Wizard's Challenge II
- Authors: Kevin Melka

= Wizard's Challenge II =

Dungeons & Dragons adventure module

Wizard's Challenge II is a 1994 adventure module by Kevin Melka for the 2nd edition of the Advanced Dungeons & Dragons fantasy role-playing game. It is a sequel to 1992's Wizard's Challenge by Tim Beach.

==Plot summary==
In Wizard's Challenge II, Baron Tigus Felmoor, regent of the frontier town of New Haven, summons a freelance mage to investigate "a ghastly creature that breathed fire ... whose hide was so tough that swords shattered when they struck it."

==Publication history==
Wizard's Challenge II was published by TSR, Inc. as part of the One-On-One volumes, a series of single-player adventures, which also includes Fighter's Challenge by John Terra and Cleric's Challenge by L. Richard Baker III.

==Reception==
Rick Swan reviewed Wizard's Challenge II for Dragon magazine #215 (March 1995).

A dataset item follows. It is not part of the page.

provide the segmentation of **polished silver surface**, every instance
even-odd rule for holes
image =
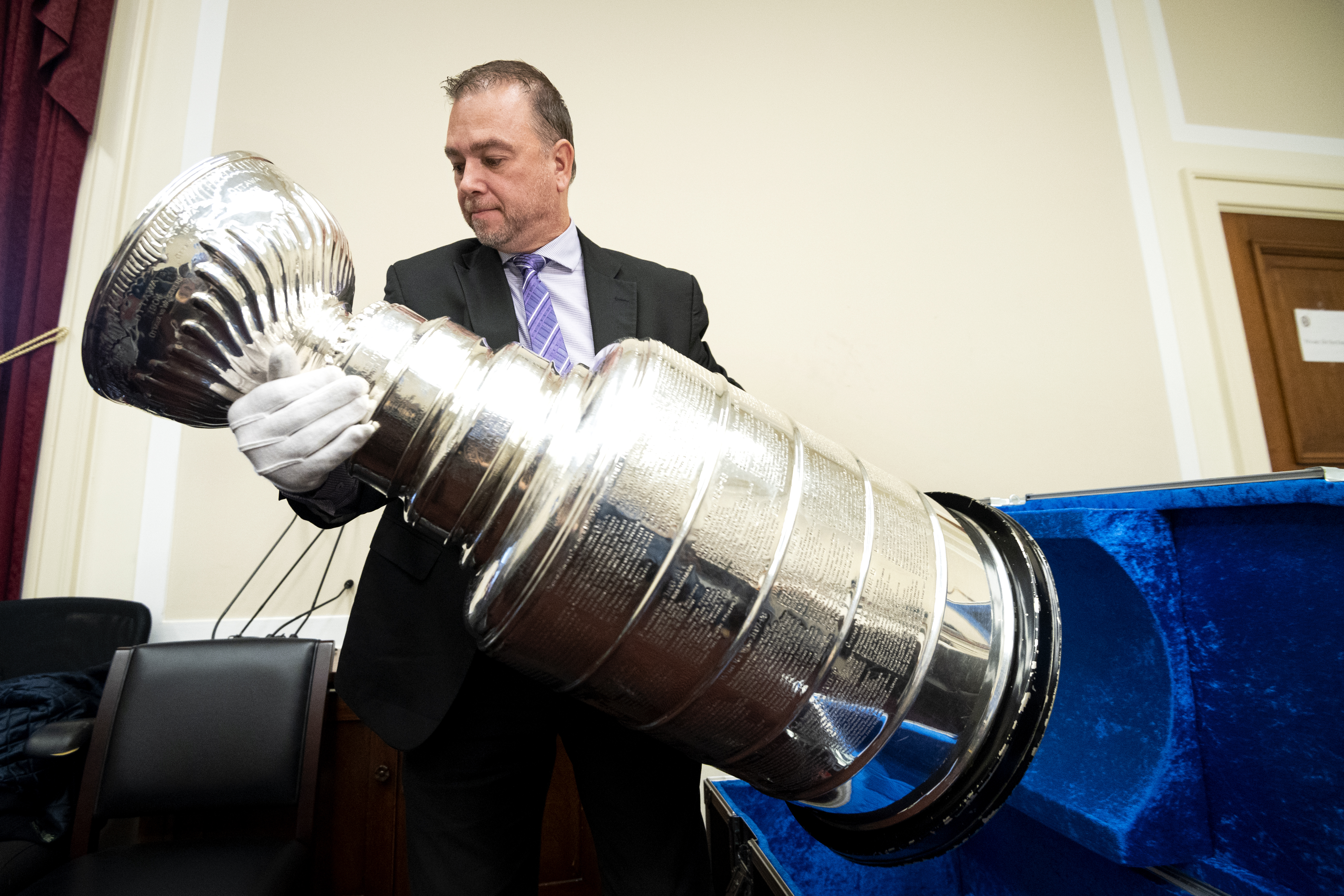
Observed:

He called Wizard's Challenge II "a breezy, undemanding AD&D game adventure for a Dungeon Master and a single PC". He notes that because the adventure is playable in a single session, "it's good practice for novices and a pleasant diversion for veterans". Swan felt that the One-On-One series, which also includes "the equally appealing" Fighter's Challenge and Cleric's Challenge "seems like a natural to me; I'm surprised other publishers haven't jumped on the bandwagon."